Minimnya pengetahuan menyebabkan mudahnya terprovokasi. Rumor, hoax, dan opini yang tak jelas dengan cepat dikonsumsi masyarakat. Sudah saatnya semua elemen masyarakat, juga kewajiban pemerintah untuk memberikan informasi yang memadai tentang pandemi ini.

Mari Bersinergi

Upaya yang harus kita lakukan adalah bergandengan tangan, bahu membahu dalam mengisi dan menjaga kemulian Ramadan. Jangan sampai nanti, Ramadan dituduh sebagai biang kerok meningkatnya jumlah pasien Corona sebab banyakanya acara kumpul-kumpul.

Bersinergi mulai dari upaya menjaga hati, menjauhi provokasi, juga bisa dengan meningkatkan donasi.
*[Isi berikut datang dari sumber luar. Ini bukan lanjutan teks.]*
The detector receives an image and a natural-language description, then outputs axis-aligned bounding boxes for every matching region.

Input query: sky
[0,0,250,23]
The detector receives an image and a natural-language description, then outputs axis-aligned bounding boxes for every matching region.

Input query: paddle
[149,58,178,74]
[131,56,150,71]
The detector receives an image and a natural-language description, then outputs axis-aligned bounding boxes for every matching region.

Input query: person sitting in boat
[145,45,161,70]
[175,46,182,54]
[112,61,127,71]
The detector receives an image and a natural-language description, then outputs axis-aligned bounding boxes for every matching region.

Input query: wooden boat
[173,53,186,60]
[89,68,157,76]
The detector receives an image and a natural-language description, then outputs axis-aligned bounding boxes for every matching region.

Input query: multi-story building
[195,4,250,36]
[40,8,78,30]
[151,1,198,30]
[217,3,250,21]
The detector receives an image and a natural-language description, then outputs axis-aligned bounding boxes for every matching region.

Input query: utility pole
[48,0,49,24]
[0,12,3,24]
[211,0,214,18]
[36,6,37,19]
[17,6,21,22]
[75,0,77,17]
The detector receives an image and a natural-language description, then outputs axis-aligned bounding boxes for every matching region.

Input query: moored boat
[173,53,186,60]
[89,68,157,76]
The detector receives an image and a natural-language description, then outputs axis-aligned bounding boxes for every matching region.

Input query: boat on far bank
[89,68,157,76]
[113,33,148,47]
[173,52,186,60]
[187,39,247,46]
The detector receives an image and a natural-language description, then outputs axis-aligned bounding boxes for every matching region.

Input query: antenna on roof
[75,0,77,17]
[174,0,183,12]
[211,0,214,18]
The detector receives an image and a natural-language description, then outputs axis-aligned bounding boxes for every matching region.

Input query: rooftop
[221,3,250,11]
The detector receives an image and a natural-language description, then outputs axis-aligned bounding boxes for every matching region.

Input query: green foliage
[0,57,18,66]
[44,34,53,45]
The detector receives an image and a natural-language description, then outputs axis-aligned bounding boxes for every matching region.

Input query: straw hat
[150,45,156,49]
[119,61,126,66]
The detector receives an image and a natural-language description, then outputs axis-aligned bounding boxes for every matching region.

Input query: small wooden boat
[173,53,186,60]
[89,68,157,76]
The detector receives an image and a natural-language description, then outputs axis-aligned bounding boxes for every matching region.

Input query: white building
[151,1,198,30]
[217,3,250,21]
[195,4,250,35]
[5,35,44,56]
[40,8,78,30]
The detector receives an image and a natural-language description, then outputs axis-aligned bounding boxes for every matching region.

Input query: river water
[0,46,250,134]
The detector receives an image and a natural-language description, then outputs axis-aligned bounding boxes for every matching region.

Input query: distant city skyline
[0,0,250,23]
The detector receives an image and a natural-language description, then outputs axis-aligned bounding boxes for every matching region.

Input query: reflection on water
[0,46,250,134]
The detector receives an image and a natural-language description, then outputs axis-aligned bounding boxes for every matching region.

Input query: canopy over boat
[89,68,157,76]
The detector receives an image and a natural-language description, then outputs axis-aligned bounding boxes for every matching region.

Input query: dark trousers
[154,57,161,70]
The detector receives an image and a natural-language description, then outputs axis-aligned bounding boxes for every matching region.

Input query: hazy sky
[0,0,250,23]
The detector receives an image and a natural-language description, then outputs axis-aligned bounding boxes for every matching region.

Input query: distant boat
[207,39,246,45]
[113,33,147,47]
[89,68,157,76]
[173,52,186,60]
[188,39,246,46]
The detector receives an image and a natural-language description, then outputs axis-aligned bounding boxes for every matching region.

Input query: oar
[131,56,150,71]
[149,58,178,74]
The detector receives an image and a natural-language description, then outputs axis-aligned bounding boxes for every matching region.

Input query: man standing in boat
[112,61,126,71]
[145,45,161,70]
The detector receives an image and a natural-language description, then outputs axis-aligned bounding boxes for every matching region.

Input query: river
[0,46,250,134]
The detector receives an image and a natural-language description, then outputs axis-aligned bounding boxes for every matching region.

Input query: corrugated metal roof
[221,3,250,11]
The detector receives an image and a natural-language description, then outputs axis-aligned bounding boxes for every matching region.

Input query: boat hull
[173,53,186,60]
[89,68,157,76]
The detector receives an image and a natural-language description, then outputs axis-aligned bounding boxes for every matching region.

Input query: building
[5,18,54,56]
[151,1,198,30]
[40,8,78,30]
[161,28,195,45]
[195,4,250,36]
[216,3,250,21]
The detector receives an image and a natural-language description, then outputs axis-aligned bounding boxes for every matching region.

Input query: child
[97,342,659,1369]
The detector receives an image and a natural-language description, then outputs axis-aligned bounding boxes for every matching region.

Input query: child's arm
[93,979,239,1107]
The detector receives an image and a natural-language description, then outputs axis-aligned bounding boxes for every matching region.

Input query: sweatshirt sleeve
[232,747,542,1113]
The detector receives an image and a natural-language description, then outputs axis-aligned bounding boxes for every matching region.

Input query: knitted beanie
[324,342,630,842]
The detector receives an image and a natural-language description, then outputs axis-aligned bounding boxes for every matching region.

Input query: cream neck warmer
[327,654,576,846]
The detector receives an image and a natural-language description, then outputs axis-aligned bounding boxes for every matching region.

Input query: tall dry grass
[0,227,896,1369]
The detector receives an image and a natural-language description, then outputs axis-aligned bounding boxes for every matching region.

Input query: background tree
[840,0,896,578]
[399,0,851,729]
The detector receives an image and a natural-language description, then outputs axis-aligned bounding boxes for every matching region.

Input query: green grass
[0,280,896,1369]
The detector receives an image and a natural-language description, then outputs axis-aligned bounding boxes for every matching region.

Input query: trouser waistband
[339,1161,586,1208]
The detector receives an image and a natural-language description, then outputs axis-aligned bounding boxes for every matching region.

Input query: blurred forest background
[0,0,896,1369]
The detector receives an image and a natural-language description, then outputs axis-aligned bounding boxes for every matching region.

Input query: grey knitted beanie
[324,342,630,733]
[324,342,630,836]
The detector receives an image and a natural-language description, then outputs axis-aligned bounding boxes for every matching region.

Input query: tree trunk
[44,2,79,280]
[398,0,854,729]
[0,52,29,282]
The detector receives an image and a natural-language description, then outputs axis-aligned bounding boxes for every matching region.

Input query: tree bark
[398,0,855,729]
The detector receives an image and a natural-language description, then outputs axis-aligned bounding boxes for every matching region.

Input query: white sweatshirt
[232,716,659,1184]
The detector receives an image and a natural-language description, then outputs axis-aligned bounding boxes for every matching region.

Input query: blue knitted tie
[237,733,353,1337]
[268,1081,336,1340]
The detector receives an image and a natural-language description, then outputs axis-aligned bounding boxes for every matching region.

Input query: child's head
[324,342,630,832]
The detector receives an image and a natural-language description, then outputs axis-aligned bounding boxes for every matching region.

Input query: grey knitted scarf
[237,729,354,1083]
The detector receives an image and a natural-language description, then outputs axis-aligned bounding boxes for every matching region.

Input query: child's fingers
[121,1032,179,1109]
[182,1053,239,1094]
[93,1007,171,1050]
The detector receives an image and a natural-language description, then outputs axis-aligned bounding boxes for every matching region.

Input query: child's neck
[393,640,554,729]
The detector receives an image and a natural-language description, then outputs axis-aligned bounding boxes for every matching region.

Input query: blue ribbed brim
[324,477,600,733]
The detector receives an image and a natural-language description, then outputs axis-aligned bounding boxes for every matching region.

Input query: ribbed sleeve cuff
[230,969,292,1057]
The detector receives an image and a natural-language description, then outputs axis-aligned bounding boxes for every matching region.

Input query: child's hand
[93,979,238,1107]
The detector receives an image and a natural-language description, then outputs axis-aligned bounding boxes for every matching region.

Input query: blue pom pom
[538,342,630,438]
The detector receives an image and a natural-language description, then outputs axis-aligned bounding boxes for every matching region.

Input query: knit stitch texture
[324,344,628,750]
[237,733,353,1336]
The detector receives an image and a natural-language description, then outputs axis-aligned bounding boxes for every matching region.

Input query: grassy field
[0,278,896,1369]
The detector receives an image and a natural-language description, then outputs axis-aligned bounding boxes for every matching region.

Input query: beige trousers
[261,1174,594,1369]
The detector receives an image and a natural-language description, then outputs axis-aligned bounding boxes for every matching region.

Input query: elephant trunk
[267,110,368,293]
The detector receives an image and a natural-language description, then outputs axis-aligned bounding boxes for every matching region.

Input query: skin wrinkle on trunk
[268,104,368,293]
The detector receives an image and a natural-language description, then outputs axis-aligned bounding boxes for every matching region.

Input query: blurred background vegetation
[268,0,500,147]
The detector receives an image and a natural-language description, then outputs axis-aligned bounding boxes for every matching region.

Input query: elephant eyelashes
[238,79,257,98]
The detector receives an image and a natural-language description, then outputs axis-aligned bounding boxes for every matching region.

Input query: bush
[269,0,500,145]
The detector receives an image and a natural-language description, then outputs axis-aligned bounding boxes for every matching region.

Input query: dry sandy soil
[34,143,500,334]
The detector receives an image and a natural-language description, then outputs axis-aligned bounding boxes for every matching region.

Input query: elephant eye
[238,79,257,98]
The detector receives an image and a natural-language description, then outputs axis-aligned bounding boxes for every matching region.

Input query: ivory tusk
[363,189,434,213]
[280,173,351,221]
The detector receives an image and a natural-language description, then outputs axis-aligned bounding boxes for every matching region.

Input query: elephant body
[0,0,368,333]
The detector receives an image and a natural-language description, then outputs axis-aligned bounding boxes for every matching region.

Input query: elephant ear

Ramadan adalah bulan bersedekah, mari kita berdonasi sebanyak-banyak dengan niat untuk membantu tim medis dalam menangani virus ini.

Ramadan harus kita jadikan bulan donasi. Donasi adalah buktinya nyata bahwa di masyarakat masih ada harapan untuk menang melawan pandemi berbahaya ini. Harapan itu dikonkretkan melalui donasi dan pengumpulan dana lainnya. Semua ini adalah wujudnya nyata dari sinergi masyarakat.

Di tengah ancaman virus Corona, kita selalu masih punya harapan untuk menang. Memang itulah yang terpenting: jangan sampai pesimis dan hilang harapan! Optimisme masyarakat ini bisa dilihat dari antusias masyarakat dalam berdonasi, terkhus menjelang dan pas Ramadan nanti.

Kita dengan mudah nanti menemukan di lapangan banyaknya pengumpulan dana, sedekah, infak lelang amal, dan bentuk bantuan lainnya yang diperuntukkan untuk penanggulangan Corona. Semua itu dilakukan karena mengharap pahala berlipat ganda pas Ramadan.

Masyarakat tidak membiarkan pemerintah berjalan sendirian. Kita semua bergerak bersama. Tim medis, dunia usaha, kampus, dan masyarakat saling bahu-membahu. Mayoritas masyarakat tidak tinggal diam. Semua berpacu agar negeri ini terbebas dari pandemi berbahaya. Intensitas donasi, baik dalam bentuk materi, ilmu, maupun tenaga merupakan modal yang sangat berharga dalam perang melawan Corona.